We’ll begin by building a variety of feature analysis and engineering techniques for text, from n-gram time series plots to stochastic neighbor embeddings. We’ll then move toward visual analysis of text models and diagnostic tools for detecting model error, such as confusion matrices and class prediction error plots. Finally, we’ll explore some visual methods for engaging in hyperparameter optimization to steer models toward higher performance.

Visualizing Feature Space

Within traditional numeric prediction pipelines, feature engineering, model evaluation, and tuning can be done in a fairly straightforward fashion. In low-dimensional space, we can identify a dataset’s most informative features by fitting a model and computing how much of the observed variance is explained by each feature; such results can be visualized using bar charts or two-dimensional pairwise correlation heatmaps.

Visualizing feature space is not as easy when our data is text. This is in part because visualizing high-dimensional data is inherently more difficult, but also because visualizing text data in Python requires additional hoop-jumping compared to plotting purely numeric data. In this section, we’ll explore a range of Matplotlib visualization routines we have found useful for feature analysis and feature engineering.

Visual Feature Analysis

In essence, feature analysis is the process by which we go about getting to know our data.
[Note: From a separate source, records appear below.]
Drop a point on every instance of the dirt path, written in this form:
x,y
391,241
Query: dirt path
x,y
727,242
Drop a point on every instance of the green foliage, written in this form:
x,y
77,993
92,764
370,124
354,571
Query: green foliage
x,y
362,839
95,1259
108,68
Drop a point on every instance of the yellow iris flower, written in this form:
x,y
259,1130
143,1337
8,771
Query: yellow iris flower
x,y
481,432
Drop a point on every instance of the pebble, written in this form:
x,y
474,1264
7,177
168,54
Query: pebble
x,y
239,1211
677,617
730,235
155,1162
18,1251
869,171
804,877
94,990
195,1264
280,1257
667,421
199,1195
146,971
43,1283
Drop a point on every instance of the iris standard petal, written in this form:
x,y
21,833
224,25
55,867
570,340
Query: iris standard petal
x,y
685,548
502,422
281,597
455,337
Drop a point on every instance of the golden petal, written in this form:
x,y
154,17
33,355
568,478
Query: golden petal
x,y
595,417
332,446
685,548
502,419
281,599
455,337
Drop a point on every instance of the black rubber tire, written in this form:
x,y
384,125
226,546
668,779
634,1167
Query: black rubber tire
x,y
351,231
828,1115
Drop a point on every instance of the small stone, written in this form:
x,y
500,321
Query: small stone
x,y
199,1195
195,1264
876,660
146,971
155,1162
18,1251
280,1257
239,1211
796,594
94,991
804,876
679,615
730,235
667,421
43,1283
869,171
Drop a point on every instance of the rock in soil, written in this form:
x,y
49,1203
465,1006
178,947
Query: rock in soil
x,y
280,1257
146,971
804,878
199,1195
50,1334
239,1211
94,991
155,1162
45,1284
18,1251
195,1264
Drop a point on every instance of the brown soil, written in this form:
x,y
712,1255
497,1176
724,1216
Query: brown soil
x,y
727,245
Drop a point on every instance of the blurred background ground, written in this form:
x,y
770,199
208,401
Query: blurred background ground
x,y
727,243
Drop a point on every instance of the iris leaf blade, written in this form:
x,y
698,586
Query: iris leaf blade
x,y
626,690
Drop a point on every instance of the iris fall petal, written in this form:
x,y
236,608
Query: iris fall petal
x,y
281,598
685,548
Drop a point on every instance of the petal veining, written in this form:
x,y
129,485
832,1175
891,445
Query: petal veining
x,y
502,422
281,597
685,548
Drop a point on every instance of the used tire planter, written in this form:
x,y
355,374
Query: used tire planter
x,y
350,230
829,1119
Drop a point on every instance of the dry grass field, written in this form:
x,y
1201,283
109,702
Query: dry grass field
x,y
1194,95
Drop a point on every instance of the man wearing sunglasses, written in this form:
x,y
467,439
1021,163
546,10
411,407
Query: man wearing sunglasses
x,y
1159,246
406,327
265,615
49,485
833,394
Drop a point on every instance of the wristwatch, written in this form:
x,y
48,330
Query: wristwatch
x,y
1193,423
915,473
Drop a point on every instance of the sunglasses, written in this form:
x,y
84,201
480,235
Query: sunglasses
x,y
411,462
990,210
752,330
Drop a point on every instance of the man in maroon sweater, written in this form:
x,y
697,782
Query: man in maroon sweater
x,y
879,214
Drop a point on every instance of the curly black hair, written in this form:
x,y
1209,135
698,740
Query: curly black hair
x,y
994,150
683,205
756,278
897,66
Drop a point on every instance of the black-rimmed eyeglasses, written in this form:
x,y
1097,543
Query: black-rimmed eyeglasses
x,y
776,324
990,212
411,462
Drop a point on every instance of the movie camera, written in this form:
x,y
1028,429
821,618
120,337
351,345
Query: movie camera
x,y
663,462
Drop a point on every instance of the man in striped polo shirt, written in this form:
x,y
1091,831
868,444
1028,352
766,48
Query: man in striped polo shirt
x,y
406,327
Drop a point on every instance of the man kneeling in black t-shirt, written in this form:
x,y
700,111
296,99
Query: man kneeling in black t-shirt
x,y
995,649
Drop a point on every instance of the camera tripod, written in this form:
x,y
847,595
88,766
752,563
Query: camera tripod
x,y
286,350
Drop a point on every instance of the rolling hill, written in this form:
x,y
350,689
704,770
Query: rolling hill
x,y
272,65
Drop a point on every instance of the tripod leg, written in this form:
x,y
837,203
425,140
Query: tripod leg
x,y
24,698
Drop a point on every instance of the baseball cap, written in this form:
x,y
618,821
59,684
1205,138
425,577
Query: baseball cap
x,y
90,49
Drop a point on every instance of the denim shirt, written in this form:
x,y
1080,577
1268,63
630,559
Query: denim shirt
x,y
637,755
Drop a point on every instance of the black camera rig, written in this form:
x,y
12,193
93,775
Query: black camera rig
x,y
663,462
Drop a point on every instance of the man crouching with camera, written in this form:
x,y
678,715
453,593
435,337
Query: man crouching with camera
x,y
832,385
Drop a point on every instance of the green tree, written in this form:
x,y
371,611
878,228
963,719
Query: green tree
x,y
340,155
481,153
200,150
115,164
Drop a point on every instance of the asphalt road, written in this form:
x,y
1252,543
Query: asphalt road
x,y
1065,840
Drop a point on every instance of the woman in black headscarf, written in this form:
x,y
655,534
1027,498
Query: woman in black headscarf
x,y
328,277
With low-dimensional numeric data, the visual feature analysis techniques we might use would include box plots and violin plots, histograms, scatterplot matrices, radial visualizations, and parallel coordinates. Unfortunately, the high dimensionality of text data makes these techniques not only inconvenient, but also not always especially relevant.

In the context of text data, feature analysis amounts to building an understanding of what is in the corpus. For instance, how long are our documents and how big is our vocabulary? What patterns or combinations of n-grams tell us the most about our documents? For that matter, how grammatical is our text? Is it highly technical, composed of many domain-specific compound noun phrases? Has it been translated from another language? Is punctuation used in a predictable way?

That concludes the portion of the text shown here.